Guidelines for the management of recurrent ICC remain controversial and poorly defined, and a few studies have analyzed the risk factors of early recurrence with different criteria. Tsilimigras et al. (9) analyzed the risk factors of very early recurrence (≤6 months) and developed an easy-to-use online calculator to help clinicians predict the chance of very early recurrence, which provided treatment and surveillance strategies for ICC patients after surgery. Zhang et al. (11) revealed that the patterns of early recurrence (≤2 years) and late recurrence were different, and early recurrence of extrahepatic recurrence was more common, whereas late recurrence was often only intrahepatic recurrence. Importantly, patients’ recurrence within 1 year after surgery may represent more aggressive tumor biology, and a cutoff of 1 year after surgery has been used to distinguish the early recurrence and late recurrence in most studies (10, 17, 20, 21). Wang et al. (20) showed that specific risk factors, including CA 19-9, microvascular invasion, and multiple tumors, may relate to the early recurrence of ICC after curative resection. Xing et al. (22) revealed that CA 19-9, tumor number at recurrence, and treatment for recurrence could be used to assess survival for post-operative recurrence, and time to recurrence, especially within a year after resection, had a significant impact on postrecurrence survival. In this study, CA19-9, tumor size, major vascular invasion, microvascular invasion, and N stage were identified as the independent risk factors for early recurrence, in which CA19-9 and N stage were the independent risk factors for OS and RFS of ICC patients after radical resection. Many studies (11, 17, 20, 2325) have proved that the above five variables were the independent risk factors for early recurrence and prognosis, which also provided a basis for establishing an effective predictive model.
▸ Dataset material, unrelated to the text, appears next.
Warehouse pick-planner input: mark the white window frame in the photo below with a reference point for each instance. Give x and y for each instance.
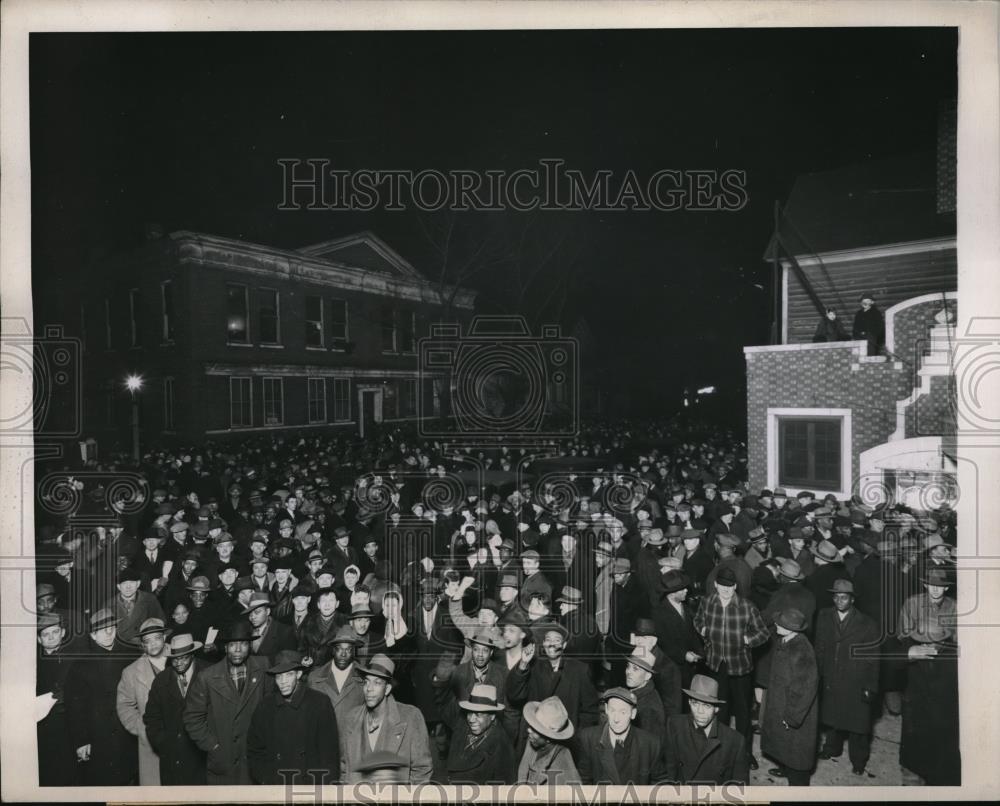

Many studies (15, 16, 26) revealed that ACT was beneficial to ICC patients after radical resection, but which patients were suitable for ACT also required further study. In this study, ACT was also a protective prognostic factor for ICC patients in the late recurrence group. Unfortunately, patients in the early recurrence group did not benefit from ACT. Hence, ACT seemed to have less benefit for curatively resected ICC patients when analyzed as a complete group. However, an obvious survival benefit was shown when all patients were divided into early and late recurrence groups (27, 28).

Moreover, early recurrence assessment could provide references for repeat hepatic resection to produce long-term survival outcomes in previous studies (10, 17, 29). Therefore, an accurate prediction of early recurrence was of great value for appropriate treatment strategies for ICC patients after surgery, particularly because this study identified that ACT would not benefit patients at a high risk of early recurrence. In addition, the exploration of an effective treatment to improve prognosis is of great importance for early recurrence patients.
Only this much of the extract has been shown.